Phase III: Communication Strategies (Part 4 of 5)

Don't forget to check out parts one, two and three of this five-part FDA approval process blog.

After developing, maintaining and taking action on our relationships we continue this process with Phase III, where we will utilize and expand these relationships.

Regulators – Gain agreement on New Drug Application (NDA) filing intentions.  Be transparent with the FDA on your Phase III data and risk management plans.  Prepare for your FDA advisory committee meeting that will occur after approval (public forum).  According to the FDA’s website, the FDA uses 50 committees and panels to obtain independent expert advice on scientific, technical and policy matters.  Be prepared to discuss safety risks, risk management, and a SWOT analysis.  Restrictive use of your product may result during this time period and you should be ready to update your labeling if necessary. 

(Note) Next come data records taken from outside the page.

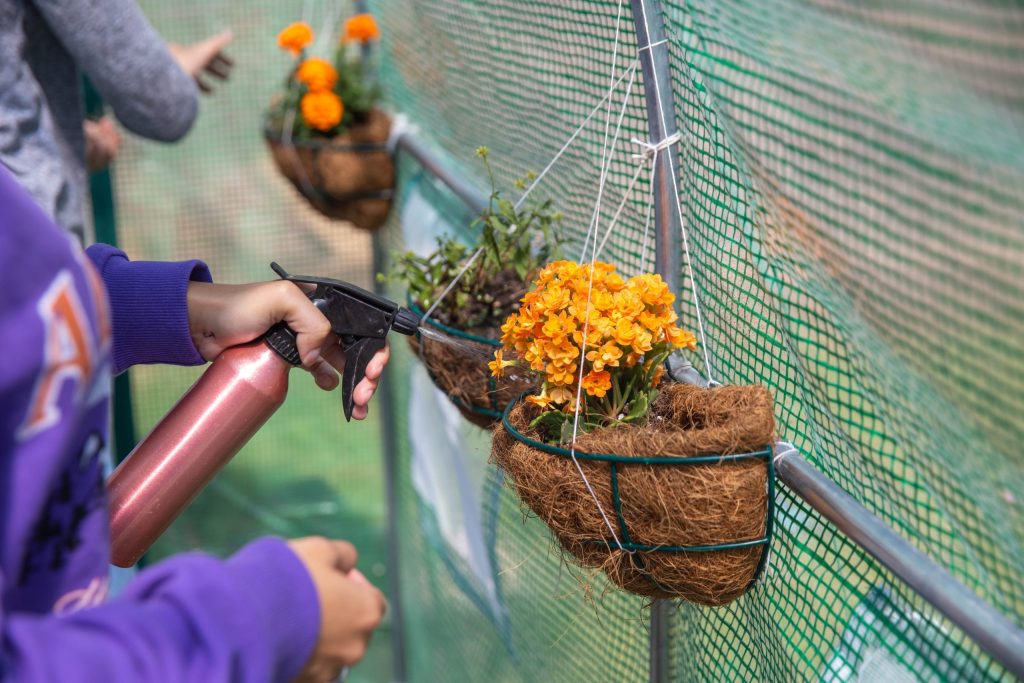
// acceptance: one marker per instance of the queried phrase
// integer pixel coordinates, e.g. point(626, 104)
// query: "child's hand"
point(222, 315)
point(350, 607)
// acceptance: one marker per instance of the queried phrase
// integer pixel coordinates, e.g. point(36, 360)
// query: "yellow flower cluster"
point(627, 324)
point(317, 74)
point(322, 111)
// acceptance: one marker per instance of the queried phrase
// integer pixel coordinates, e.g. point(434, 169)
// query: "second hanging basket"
point(689, 495)
point(349, 177)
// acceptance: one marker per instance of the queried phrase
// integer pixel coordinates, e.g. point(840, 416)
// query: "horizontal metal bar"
point(982, 623)
point(990, 630)
point(471, 196)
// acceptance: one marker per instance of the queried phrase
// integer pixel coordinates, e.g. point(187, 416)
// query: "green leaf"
point(549, 423)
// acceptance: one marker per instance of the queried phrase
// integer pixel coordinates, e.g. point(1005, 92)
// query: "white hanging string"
point(331, 15)
point(650, 211)
point(679, 211)
point(622, 205)
point(606, 156)
point(631, 72)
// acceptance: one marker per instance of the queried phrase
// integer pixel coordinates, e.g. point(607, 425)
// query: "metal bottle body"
point(236, 395)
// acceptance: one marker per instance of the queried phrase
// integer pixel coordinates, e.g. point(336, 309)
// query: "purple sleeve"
point(148, 310)
point(252, 619)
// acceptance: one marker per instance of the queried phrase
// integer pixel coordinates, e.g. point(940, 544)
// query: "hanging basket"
point(457, 363)
point(349, 177)
point(689, 495)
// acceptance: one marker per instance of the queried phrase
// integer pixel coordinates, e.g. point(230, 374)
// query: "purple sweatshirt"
point(253, 617)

Medical Scientific Community – Planning is key.  Start to get information out to the public, but in an appropriate manner.  Make sure the information that is communicated is accurate.  Do not make promises to the public that have not been approved yet by the FDA.  These could cause regulatory “trip wires”.  Evaluate datasets for subset analysis opportunities.  Work to understand the mindset of any opponents to your product and be prepared with your support to refute their arguments.

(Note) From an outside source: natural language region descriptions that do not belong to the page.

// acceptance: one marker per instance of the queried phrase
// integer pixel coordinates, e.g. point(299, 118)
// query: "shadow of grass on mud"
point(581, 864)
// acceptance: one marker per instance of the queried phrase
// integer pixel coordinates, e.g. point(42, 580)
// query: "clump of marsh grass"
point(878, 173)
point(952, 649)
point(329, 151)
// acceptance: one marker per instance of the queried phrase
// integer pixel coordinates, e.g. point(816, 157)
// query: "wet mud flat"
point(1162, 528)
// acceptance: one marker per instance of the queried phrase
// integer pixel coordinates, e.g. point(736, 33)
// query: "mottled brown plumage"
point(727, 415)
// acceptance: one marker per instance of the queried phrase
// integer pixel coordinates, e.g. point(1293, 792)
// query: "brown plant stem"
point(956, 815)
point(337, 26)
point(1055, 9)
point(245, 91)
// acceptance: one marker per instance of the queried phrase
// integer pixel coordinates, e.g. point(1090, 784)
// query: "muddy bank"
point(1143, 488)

Patient Community – Start to drive conversations related to the unmet need that your product meets.  When the data is approved and finalized you’ll be able to present your product as THE solution.  In the short term this approach may help your competitors, but in the long term your product will be proved as the best option.  During this phase, any discussions should be done in an unbranded manner because your product has not been finalized.  Continue to build relationships with KOLs and use connections to introduce KOLs to reporters who will benefit from someone who can provide knowledgeable information for articles. 

Investors – Demonstrate clearly the path that will be taken from approval to commercialization and provide third party assessments of the market potential of the product.  This is also the time to communicate with investors other products that are in the pipeline.  You should be able to prove that you’re not a one-trick pony.